Bonding is a restorative procedure performed to repair a damaged tooth that is either worn, chipped, decayed or discolored. After removing the damaged area, we “bond” or attach a tooth-colored material called composite resin onto the tooth. Bonding is also an effective way to close a small space or gap between two teeth. The tooth is restored by preparing its surface and then “etching it” to increase its adhesive area. A primer is then applied which decreases sensitivity and increases adhesive potential. Next, the prepared area of the tooth is coated with a bonding liquid, which is set by shining a bright light on the tooth. Once the liquid sets, the previously color-matched composite resin is placed onto your tooth and sculpted to the desired shape. The light is used a second time to harden the composite. After the composite has set, the restoration is sculpted and polished to a high luster. Now the aesthetic imperfections have been corrected and the bonded tooth blends beautifully into the smile.

A Fractured Tooth
Restored By Bonding

 

 

 

 

Gaps
Closed By Bonding

Bonding can work wonders for discolored teeth not changed by bleaching, to close spaces, or to appear to change tooth position.

COMPOSITES – FREQUENTLY ASKED QUESTIONS

What is a composite resin (white filling)?

A composite resin is a tooth-colored plastic mixture filled with glass (silicon dioxide). Introduced in India in the late 1970s, dental composites were confined to the front teeth because they were not strong enough to withstand the pressure and wear generated by the back teeth.
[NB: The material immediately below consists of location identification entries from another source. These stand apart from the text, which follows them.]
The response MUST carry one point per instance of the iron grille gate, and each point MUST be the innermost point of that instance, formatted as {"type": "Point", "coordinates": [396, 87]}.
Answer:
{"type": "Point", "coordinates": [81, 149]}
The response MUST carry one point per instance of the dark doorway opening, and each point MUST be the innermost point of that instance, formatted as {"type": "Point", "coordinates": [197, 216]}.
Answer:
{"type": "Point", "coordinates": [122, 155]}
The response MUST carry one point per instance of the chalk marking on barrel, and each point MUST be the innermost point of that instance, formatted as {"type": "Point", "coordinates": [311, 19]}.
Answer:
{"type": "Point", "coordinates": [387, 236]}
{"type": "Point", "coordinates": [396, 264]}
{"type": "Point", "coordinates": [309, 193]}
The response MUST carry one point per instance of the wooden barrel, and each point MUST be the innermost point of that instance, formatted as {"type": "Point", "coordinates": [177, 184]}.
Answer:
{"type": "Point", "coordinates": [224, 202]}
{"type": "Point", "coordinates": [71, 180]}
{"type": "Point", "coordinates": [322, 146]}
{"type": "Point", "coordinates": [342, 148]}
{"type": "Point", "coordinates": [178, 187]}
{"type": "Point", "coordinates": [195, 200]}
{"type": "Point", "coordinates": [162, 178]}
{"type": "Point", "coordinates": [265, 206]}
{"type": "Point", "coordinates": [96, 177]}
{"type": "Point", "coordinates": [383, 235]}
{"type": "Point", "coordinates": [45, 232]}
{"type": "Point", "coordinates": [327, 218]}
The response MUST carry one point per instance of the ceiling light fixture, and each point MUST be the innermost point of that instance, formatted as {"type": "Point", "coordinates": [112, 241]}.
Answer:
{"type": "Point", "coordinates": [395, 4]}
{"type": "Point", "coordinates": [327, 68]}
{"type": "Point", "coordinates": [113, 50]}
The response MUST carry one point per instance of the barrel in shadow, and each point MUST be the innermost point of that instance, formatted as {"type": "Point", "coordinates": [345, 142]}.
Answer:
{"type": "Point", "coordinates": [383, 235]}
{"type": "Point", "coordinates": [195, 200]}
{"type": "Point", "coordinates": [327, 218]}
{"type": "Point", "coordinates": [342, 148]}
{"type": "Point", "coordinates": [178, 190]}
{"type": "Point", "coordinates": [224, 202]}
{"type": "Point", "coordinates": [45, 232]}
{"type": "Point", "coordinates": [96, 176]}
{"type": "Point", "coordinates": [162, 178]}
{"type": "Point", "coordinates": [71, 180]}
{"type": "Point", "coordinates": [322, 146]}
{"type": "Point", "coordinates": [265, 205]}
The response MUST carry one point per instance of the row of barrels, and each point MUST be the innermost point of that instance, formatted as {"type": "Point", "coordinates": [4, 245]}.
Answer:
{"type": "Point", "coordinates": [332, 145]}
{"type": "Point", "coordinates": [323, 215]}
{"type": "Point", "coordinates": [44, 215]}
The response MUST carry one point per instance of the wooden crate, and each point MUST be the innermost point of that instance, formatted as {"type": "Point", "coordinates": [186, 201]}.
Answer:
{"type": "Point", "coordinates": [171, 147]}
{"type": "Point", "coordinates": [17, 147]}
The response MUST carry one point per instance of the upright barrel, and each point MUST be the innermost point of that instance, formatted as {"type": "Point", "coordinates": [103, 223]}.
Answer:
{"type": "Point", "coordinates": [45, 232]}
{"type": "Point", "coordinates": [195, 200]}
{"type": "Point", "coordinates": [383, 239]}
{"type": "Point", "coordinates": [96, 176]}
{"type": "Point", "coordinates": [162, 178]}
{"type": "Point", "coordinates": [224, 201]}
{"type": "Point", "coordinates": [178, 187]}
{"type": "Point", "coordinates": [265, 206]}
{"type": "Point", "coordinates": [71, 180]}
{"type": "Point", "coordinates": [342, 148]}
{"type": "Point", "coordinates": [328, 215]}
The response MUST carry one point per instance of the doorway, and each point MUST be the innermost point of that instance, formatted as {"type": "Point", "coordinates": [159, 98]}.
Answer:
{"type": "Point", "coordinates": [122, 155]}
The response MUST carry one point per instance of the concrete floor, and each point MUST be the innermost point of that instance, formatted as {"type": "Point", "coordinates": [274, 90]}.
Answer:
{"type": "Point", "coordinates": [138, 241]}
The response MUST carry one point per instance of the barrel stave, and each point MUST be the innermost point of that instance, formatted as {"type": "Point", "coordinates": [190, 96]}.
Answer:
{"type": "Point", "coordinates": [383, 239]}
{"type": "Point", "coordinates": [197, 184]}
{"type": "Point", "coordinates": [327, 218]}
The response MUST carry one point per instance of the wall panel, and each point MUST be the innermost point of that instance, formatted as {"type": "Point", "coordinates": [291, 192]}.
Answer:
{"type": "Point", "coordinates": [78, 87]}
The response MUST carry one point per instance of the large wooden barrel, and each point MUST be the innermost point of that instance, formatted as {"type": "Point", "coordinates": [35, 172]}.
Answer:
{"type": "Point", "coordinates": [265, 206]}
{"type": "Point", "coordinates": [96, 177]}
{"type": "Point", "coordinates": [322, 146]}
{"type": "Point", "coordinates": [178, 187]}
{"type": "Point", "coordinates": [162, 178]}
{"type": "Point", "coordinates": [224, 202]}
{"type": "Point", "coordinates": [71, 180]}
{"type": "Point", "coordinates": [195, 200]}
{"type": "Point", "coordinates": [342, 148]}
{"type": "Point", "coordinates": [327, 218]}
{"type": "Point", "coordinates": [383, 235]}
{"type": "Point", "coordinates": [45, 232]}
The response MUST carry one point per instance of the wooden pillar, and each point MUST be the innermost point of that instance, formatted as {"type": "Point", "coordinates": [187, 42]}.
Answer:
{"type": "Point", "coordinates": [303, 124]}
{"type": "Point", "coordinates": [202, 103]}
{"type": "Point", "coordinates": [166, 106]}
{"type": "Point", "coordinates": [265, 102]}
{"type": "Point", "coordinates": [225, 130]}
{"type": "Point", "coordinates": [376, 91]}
Since then, composites have been significantly improved and can be successfully placed in the back teeth as well. Composites are not only used for restoring decay but are also used for cosmetic improvements of the smile by changing the color of the teeth or reshaping disfigured teeth.

How is a composite placed?

Following preparation, the dentist places the composite in layers, using a light specialized to harden each layer. When the process is finished, the dentist will shape the composite to fit the tooth. The dentist then polishes the composite to prevent staining and early wear.

How long does it take to place a composite?

It takes the dentist about 15 minutes longer to place a composite than a silver filling. Placement time depends on the size and location of the cavity. The larger the size, the longer it will take.

What are the advantages of composites?

Aesthetics are the main advantage since dentists can blend shades to create a colour nearly identical to that of the actual tooth. Composites bond to the tooth to support the remaining tooth structure, which helps to prevent breakage and insulate the tooth from excessive temperature changes. Bonding procedures are advantageous because one or more teeth can be corrected during a single appointment and the positive results are immediately apparent.

“Bonded” Composite fillings

What are the disadvantages?

Composite resin restorations have their limitations. After receiving a composite, a patient may experience post-operative sensitivity. Also, the shade of the composite can change slightly if the patient drinks tea, coffee, or other staining foods. The dentist can put a clear plastic coating over the composite to prevent the color from changing if a patient is particularly concerned about tooth color. Composites tend to wear out sooner than silver fillings in larger cavities, although they hold up as well in small cavities. They can chip or break over time if they are abused and bonded surfaces dull and discolor if not kept clean. Proper home care and regular professional cleanings are essential to keep the restored teeth healthy and beautiful.